Feel the Global Love


This is to continue on my discussion that, as Milton Friedman once forcefully argued, the marketplace is an institution that serves to break down tribal and kinship boundaries. Consider my Dad. Before he turned 20, he had been assigned to the U.S.S. Leutze, served in the South Pacific, been blown off of the ship into the ocean by the explosion of a Japanese kamikaze, seen his shipmates die, and witnessed the liberation of a Japanese military concentration camp for Korean women forced into sex slavery. If you want a visual of some of this, consider the picture at the top of the post. This is the U.S.S. Leutze just after the Kamikaze attack. If I understand what Dad told me correctly, he was manning the guns at the left foreground. He believes that he was the closest sailor to the explosion who wasn't killed. (Parenthetically, how awesome is it that I can type in "Leutze kamikaze attack" on Google Images and in a fraction of a second find this picture, which I don't know if my father ever saw.)

If anyone could have a rational reason not to forgive people of another group, it would be my Dad and the Japanese. Whether he forgave Tojo, or the commander of the Kamikaze force, or the pilot of this plane, I will never know. But I do know that by the time I was old enough to understand, he didn't carry any grudge for the modern Japanese people. He admired their technology, their ingenuity, and the quality of their manufacturing. When he was searching Consumer Reports for the best buy on a TV or a DVD palyer, he never said "Oh, that's a Toshiba or a Sony, I don't want something made by the Japanese in my house." I don't know how Dad would have reacted if someone had given him a piece of paper that said "I forgive the Japanese and I am donating $200 to help them rebuild their economy." But he did essentially that every time he bought a Japanese camera or DVD player. And, those Japanese electronics items eventually represented some kind of reconciliation between the Japanese and their former victims in Singapore, Malaysia, etc..

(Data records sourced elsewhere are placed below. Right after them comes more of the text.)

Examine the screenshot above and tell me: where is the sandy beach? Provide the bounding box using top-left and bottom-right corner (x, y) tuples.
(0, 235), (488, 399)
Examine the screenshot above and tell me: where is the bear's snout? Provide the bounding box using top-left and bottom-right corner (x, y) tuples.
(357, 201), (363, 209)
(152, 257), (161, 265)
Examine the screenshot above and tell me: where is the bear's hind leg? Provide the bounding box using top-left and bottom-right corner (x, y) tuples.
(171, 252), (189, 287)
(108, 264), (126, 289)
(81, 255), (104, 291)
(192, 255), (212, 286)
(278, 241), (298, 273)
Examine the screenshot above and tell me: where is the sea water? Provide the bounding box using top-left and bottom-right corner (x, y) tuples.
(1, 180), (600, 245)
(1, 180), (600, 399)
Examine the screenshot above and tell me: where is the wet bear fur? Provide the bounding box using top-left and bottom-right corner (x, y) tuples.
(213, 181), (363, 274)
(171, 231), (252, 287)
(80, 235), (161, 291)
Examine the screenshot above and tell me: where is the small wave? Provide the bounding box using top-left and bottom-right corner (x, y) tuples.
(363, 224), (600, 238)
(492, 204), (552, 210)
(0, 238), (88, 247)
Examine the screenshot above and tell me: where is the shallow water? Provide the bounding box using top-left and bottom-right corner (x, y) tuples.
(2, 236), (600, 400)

[Even if Dad had felt that he wanted to stop at the Japanese economic boundary, the market would have made it difficult for him to engage in those preferences. If you don't like, for example, the French, how do you know what French-made items are in your car or computer or in the jet that flies you to Atlanta or San Diego?]

I don't believe that the market is a sacred institution. But I believe that objectively it has properties that I have been discussing. I think that it's important to state this kind of opinion, particularly when there seems to be a strong tendency in Christian circles to bash the market. I know that some people believe that in doing so they are prophetically "speaking truth to power." But who really knows at any one time which prophets are right and wrong. In Israel and Judah, the prophets we read in the Bible weren't speaking to a land with no other prophets; they were speaking to a land in which there were a lot of prophets. Some of them were just off base, even if what they were saying was very comfortable to the religious leaders of the time.